Dajarra and Selwyn Branch Railways were lines in north-west Queensland, Australia. Along with the Mount Cuthbert and Dobbyn Branch Railways, they were essentially built to tap large deposits of copper discovered in the Cloncurry region.

== History ==
Construction of the Selwyn Branch began in 1909. The line ran about 50 kilometres south from Cloncurry railway station to Malbon railway station with sidings built enroute at Dolomite, Marimo, Mitakoodi and Marraba From there it continued south to the Hampden mine and opened on 11 June 1910. The fledgling township was first named Gulatten, then Hampden, then for a brief time Friezland before finally being renamed in 1916 as Kuridala (an Aboriginal word indicating eagle hawk). An extension further south to the Mount Elliott mine at Selwyn opened on 15 December 1910 (along with the Selwyn Range named after Alfred Selwyn, Director of the Geological Survey of Victoria). Smelted copper was railed east and coking coal on return journeys. Cattle and coke also exchanged trips. Falling copper prices forced the closure of the Mount Elliott and Hampden smelters in 1919 and 1920 respectively. The branch continued to operate at a slow pace until it was closed in 1961. Road transport no doubt squeezed out the cattle market.

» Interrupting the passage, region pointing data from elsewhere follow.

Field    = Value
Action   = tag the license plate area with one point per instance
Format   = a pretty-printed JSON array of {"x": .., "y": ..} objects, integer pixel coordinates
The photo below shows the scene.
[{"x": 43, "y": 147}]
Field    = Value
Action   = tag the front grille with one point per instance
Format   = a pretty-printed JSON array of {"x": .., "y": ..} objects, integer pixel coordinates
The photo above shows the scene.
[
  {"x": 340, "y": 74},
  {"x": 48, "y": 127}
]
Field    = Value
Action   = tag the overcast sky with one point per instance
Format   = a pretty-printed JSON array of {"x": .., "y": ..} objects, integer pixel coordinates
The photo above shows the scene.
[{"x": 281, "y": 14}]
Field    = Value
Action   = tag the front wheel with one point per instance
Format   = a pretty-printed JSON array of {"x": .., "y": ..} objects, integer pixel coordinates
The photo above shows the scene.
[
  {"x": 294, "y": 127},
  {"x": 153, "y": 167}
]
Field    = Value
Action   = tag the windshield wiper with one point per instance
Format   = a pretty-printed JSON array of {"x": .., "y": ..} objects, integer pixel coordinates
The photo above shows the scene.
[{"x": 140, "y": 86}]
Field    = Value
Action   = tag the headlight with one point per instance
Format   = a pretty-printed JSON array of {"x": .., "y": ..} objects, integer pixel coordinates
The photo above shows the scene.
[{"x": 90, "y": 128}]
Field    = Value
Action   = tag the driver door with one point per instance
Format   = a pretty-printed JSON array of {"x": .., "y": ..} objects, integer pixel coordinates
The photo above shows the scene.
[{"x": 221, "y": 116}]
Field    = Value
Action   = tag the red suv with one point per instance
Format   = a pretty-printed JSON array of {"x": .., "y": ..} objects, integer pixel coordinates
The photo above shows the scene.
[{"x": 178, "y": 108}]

The Dajarra branch ran from Malbon in a south-westerly direction to the small town of Dajarra. Its construction served two purposes. It would immediately provide access to additional copper deposits, and later could contribute to the grand plan to link Sydney and Darwin by inland rail and also be linked to partially built branch lines from Brisbane, Rockhampton and Townsville on Queensland's east coast. From 1911, some 100 kilometres of the line was surveyed from Malbon to Sulieman's Creek near Dajarra where it would connect to the proposed inland route.

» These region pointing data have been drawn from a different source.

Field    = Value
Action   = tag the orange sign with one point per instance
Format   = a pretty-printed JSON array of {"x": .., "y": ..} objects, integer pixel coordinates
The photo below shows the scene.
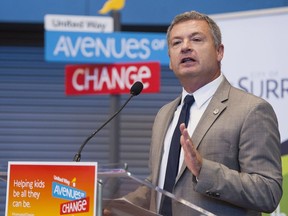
[{"x": 50, "y": 188}]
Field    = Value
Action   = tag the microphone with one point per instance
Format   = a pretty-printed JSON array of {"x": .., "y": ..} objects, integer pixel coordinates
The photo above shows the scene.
[{"x": 135, "y": 90}]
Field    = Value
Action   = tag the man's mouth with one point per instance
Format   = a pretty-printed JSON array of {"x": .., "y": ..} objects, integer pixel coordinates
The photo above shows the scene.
[{"x": 188, "y": 59}]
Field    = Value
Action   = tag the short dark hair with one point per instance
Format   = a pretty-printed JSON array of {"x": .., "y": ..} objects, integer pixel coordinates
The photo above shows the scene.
[{"x": 194, "y": 15}]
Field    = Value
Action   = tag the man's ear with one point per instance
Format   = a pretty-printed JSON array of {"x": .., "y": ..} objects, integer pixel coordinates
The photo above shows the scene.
[{"x": 220, "y": 52}]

Construction of a 58 kilometre section to the Duchess copper mine began in 1911. Copper was discovered there in 1897 and the Queensland Railways Department adopted Duchess as the station name. Tiny sidings enroute included Kundora, Devoncourt (formerly Macgregor Junction), Wammutta, Dronfield and Bungalien. Even though ore was hauled earlier in the year, the line officially opened on 21 October 1912. A short 20 kilometre extension took the line via Juenburra and Woobera to Wills River (possibly named after the explorer William John Wills) and on 18 December 1915 it opened to nearby Butru (an Aboriginal word indicating waterhole where the line crossed Wills River). The balance of the line opened on 16 April 1917 to Carbine Creek renamed Dajarra (reportedly an Aboriginal word indicating isolated mountain nearby). Although substantial construction work began beyond Dajarra towards Camooweal, it was never completed. Traffic on the line between Malbon and Duchess was particularly brisk as it included ore shipped via a private railway from Devoncourt north to Ballara and via a spur line from Juenburra near Duchess south to Trekelano.

In 1923 vast silver and lead deposits were discovered at Mount Isa 150 kilometres by road to the north of Dajarra. More business followed in 1929 when Duchess was connected by rail to Mount Isa. So far as Dajarra was concerned, a weekly mixed train plied the route from Cloncurry and Dajarra gradually became one of the world's largest railheads for cattle transported to eastern meatworks.

Supplies from Ballara quickly dwindled and the Trekelano spur lasted until 1943. Competing road transport eventually captured the cattle market and Dajarra railway station closed (the last train departed Dajarra in 1988) when the line from Duchess closed on 1 January 1994. The grand plan of the inland rail link did not eventuate. However, in recent years a plan has been floated to link Queensland with the Northern Territory via Mount Isa and Camooweal in Queensland to the Adelaide-Darwin railway route in the Northern Territory.